For those who might be inclined to believe that "we do that all the time," in the now-infamous words of soon-to-be-under-the-bus Mulvaney, and for the 46 percent of Americans who told New York Times pollsters that this is more or less what they expect of government officials anyway, it is worth a reminder that even by the incredibly lax standards of a city overrun by lobbyists, grifters and rent-seekers, Trump and Giuliani's Ukraine plot was both illegal in a legal sense and totally insane as a foreign policy. It was illegal because it violated the Federal Election Campaign Act's prohibition on soliciting a thing of value (dirt on Biden and the Democrats) from a foreign national, and it would be so even if Hunter Biden spent 2015 stuffing his pants with laundered Ukrainian cash, which he did not.
In less dry terms, the nonsense investigations that Trump's henchmen sought from Zelensky would have immediately destroyed Joe Biden's campaign and led to endless, negative speculation about the DNC, all based on a pile of b.s. so high it would eclipse Trump Tower. It is an incredible abuse of power, the act of a madman drunk on his power and operating with the not-unreasonable belief that his impunity is total and timeless, a crook who surrounds himself with other crooks who are too dumb to get away with their crimes.

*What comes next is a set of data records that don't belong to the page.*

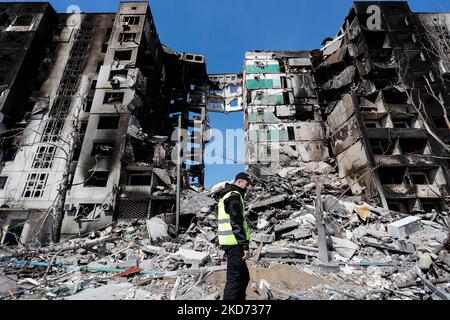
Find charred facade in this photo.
[243,2,450,213]
[0,2,208,244]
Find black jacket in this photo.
[220,184,249,251]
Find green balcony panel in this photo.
[246,64,280,73]
[253,94,285,106]
[248,113,280,123]
[247,79,281,90]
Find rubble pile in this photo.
[0,166,450,300]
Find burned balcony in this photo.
[84,170,109,188]
[91,142,115,157]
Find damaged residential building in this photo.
[243,2,450,213]
[0,1,208,245]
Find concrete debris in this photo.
[171,249,211,268]
[147,218,169,242]
[330,237,359,259]
[0,170,450,300]
[387,216,421,238]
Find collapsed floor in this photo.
[0,163,450,300]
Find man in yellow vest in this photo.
[218,172,252,300]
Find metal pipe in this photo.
[175,114,183,235]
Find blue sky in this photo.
[3,0,450,187]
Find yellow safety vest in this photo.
[217,191,250,246]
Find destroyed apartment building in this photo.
[230,2,450,213]
[0,1,450,300]
[0,2,208,245]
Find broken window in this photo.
[22,173,48,198]
[33,146,56,169]
[50,98,72,118]
[123,17,141,26]
[400,138,428,155]
[91,80,97,90]
[288,127,295,141]
[0,177,8,190]
[295,107,315,121]
[419,199,442,213]
[0,220,25,246]
[364,120,381,128]
[108,69,128,82]
[84,170,109,188]
[42,119,64,142]
[388,200,410,214]
[97,116,120,130]
[392,120,409,128]
[119,32,136,43]
[432,116,448,129]
[409,171,430,185]
[103,92,125,104]
[95,61,103,72]
[128,174,152,186]
[73,121,88,161]
[114,50,133,61]
[91,142,115,157]
[57,77,79,96]
[13,15,33,27]
[378,167,406,184]
[83,98,94,113]
[370,139,395,156]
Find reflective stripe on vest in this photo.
[217,191,250,246]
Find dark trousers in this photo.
[223,247,250,301]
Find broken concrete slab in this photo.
[170,249,211,268]
[147,218,169,241]
[153,168,172,187]
[63,282,133,300]
[0,275,17,293]
[248,194,288,210]
[180,191,216,214]
[116,259,139,269]
[142,245,165,254]
[330,237,359,260]
[274,220,299,234]
[256,218,270,230]
[387,216,421,238]
[250,233,275,243]
[281,229,312,240]
[261,246,319,258]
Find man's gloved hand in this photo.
[242,250,250,261]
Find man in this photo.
[218,172,252,300]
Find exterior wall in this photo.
[243,51,329,175]
[0,2,208,244]
[0,3,57,127]
[314,2,449,213]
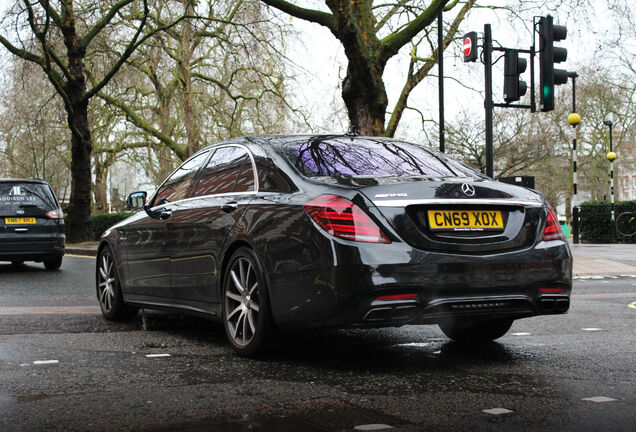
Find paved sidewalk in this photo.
[570,243,636,276]
[66,240,636,276]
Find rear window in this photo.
[0,182,57,210]
[285,138,476,177]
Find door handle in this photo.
[221,201,238,213]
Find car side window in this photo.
[256,157,295,193]
[194,146,254,196]
[153,151,210,206]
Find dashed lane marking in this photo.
[482,408,514,415]
[353,423,393,431]
[0,306,100,315]
[572,274,636,280]
[572,292,636,299]
[33,360,60,365]
[581,396,617,403]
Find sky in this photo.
[287,0,628,140]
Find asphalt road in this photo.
[0,257,636,432]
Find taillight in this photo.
[46,209,64,219]
[305,195,391,243]
[543,204,565,241]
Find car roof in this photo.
[0,178,49,184]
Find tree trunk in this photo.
[327,0,388,136]
[94,155,108,213]
[66,98,93,243]
[60,1,93,243]
[342,62,388,136]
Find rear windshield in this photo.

And whether you think the U.S. should put two divisions on the Ukraine-Russia border or leave the place to Russia's untender mercy, we should be able to agree at least that our foreign policy decisions should be based on some informed calculation of our security needs, rather than the election designs of a would-be-dictator. The president simply does not care about America's interests, or Ukraine's, or ours. He's willing to commit broad-daylight crimes to save his skin next year, and he'll throw anyone to the wolves if they don't serve that naked desire.

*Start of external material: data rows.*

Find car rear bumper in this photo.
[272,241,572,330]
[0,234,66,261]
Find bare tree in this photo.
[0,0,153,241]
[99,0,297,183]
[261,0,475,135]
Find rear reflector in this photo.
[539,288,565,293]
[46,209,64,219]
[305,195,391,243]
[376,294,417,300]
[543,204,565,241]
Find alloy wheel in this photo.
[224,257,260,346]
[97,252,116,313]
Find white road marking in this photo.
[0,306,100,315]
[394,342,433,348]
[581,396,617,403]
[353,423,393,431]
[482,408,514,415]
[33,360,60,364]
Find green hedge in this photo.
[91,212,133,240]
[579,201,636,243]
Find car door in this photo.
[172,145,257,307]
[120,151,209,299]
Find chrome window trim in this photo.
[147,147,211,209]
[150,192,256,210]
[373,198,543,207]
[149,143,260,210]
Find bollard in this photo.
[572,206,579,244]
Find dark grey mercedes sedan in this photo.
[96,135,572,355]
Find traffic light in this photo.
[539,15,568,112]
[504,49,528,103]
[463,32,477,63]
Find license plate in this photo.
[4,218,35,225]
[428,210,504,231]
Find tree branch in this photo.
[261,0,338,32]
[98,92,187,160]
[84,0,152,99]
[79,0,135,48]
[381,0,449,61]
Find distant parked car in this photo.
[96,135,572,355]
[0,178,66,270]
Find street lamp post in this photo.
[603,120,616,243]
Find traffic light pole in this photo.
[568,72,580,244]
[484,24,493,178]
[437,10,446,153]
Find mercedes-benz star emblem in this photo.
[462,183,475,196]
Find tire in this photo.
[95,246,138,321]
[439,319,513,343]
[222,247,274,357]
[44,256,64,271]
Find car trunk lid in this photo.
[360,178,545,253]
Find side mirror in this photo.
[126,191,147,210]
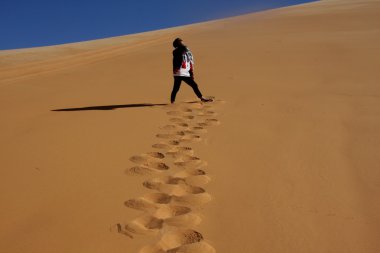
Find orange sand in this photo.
[0,0,380,253]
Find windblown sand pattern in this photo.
[117,101,220,253]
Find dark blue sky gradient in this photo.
[0,0,311,50]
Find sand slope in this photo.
[0,0,380,253]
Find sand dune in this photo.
[0,0,380,253]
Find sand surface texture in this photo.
[0,0,380,253]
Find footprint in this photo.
[124,199,158,211]
[166,241,216,253]
[164,213,202,228]
[159,229,203,252]
[139,244,164,253]
[125,166,157,175]
[169,118,185,123]
[152,143,171,149]
[156,134,178,139]
[174,169,206,178]
[191,126,207,134]
[174,160,207,169]
[177,122,189,127]
[155,205,192,219]
[147,152,165,159]
[173,192,212,206]
[197,122,208,127]
[181,154,201,162]
[205,119,220,126]
[160,125,178,130]
[184,175,211,186]
[125,215,164,235]
[181,107,193,112]
[166,111,183,116]
[181,134,202,142]
[144,161,169,170]
[142,192,172,204]
[129,154,150,164]
[166,147,194,158]
[168,140,181,146]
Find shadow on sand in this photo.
[51,101,199,112]
[51,103,168,112]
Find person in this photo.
[170,38,212,103]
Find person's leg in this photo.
[170,76,182,103]
[183,77,202,98]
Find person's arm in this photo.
[173,50,182,74]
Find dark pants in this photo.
[170,76,202,103]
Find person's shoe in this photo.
[201,98,213,102]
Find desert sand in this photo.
[0,0,380,253]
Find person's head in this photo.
[173,38,184,48]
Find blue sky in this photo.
[0,0,311,50]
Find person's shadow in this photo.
[51,103,168,112]
[51,101,199,112]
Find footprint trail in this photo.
[116,100,223,253]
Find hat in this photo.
[173,38,182,47]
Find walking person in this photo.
[170,38,212,103]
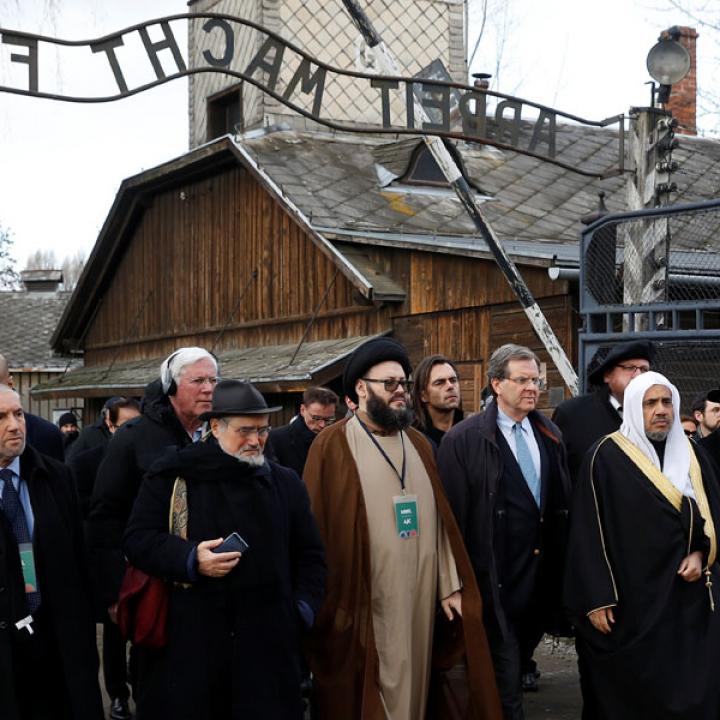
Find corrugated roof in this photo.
[0,290,82,371]
[237,125,720,258]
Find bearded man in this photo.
[304,338,500,720]
[564,372,720,720]
[124,380,325,720]
[412,355,463,445]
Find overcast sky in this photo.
[0,0,712,268]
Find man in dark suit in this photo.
[0,385,103,720]
[267,387,338,477]
[553,340,655,484]
[438,344,570,720]
[0,355,65,462]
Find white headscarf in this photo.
[620,370,695,499]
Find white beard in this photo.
[232,451,265,467]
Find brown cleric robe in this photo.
[304,419,502,720]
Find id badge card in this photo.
[393,495,420,540]
[18,543,37,593]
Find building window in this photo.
[207,83,245,140]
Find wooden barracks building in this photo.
[34,0,720,420]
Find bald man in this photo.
[0,355,65,462]
[0,385,103,720]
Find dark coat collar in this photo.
[478,401,560,446]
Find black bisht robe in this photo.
[124,441,326,720]
[564,439,720,720]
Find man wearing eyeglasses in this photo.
[304,337,500,720]
[553,340,655,484]
[266,387,338,477]
[124,380,326,720]
[438,344,570,720]
[87,347,218,720]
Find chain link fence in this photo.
[582,202,720,308]
[579,201,720,400]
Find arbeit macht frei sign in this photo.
[0,13,624,177]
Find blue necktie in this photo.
[513,423,540,507]
[0,468,40,615]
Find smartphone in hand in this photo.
[213,533,249,553]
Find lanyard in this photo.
[355,413,406,495]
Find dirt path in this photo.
[524,638,582,720]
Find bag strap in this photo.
[168,477,188,540]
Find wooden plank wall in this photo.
[85,167,390,365]
[393,295,575,410]
[74,157,575,416]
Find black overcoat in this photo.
[564,438,720,720]
[25,413,65,462]
[87,388,191,608]
[65,417,112,460]
[438,403,570,633]
[125,441,326,720]
[0,445,103,720]
[553,386,622,483]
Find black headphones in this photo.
[160,348,184,395]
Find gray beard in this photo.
[233,453,265,467]
[366,393,414,432]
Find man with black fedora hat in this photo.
[124,380,326,720]
[553,340,656,484]
[303,337,501,720]
[552,340,656,720]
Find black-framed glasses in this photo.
[188,377,220,388]
[310,415,335,425]
[360,378,412,392]
[617,363,650,373]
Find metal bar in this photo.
[343,0,578,395]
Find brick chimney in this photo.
[665,27,698,135]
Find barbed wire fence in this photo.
[579,200,720,412]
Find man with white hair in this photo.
[87,347,219,720]
[125,380,326,720]
[564,371,720,720]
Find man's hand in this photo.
[440,590,462,622]
[678,550,702,582]
[197,538,240,577]
[588,608,615,635]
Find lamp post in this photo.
[621,28,690,331]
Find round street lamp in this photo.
[647,27,690,103]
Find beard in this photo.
[217,435,265,467]
[366,390,414,432]
[232,450,265,467]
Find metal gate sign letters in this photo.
[0,13,624,177]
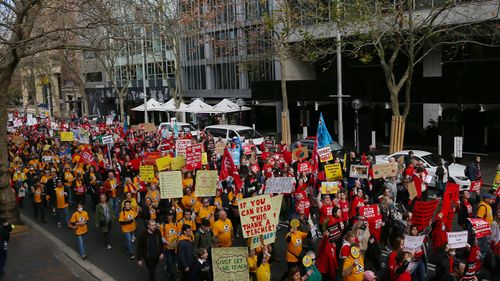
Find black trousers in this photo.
[144,257,159,281]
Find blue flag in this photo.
[316,112,333,148]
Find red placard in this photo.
[412,200,439,231]
[359,205,380,220]
[186,143,203,170]
[470,180,483,192]
[297,162,312,173]
[468,219,491,236]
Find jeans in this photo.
[165,250,177,280]
[56,207,69,224]
[124,232,134,254]
[76,235,85,257]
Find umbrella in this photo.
[212,99,251,113]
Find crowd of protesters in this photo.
[0,112,500,281]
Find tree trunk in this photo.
[0,66,20,223]
[389,115,405,154]
[279,46,292,144]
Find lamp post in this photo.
[351,99,363,154]
[236,98,245,125]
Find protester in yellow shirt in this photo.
[213,210,233,247]
[118,201,137,260]
[68,204,89,259]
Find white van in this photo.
[205,125,264,146]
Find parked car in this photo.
[375,150,470,190]
[205,125,264,146]
[158,122,198,136]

Taylor's testimony sets the stage for more fireworks — Sondland will have to come back to testify again, and it is now pretty clear that everyone from Pompeo to Vice President Mike Pence was aware of this illegal scheme. There will be months of "what did they know and when did they know it" questions. Further revelations are inevitable, and pity the GOP stooges who have to fan out across DC to defend the president against Taylor's allegations.
The bigger picture is this: The president of the United States is a corrupt, oafish criminal willing to twist American foreign policy to benefit his re-election prospects, and willing to brazenly violate the law and abuse the powers of his office to do so. In a sane country with properly functioning political institutions and parties, this maniac would be forced to slink out of the White House tomorrow and hold his arms out for the handcuffs. That he still has, as of today, the support of both his congressional sycophants as well as the enthusiastic admiration of his rank-and-file voters suggests that this country is much more vulnerable to a slow-motion authoritarian takeover than even the most alarmist critics suspected at the outset of this nightmare presidency.
We're all in a very "public box" right now, and there is still only one way out: to impeach this terrible man and remove him from office.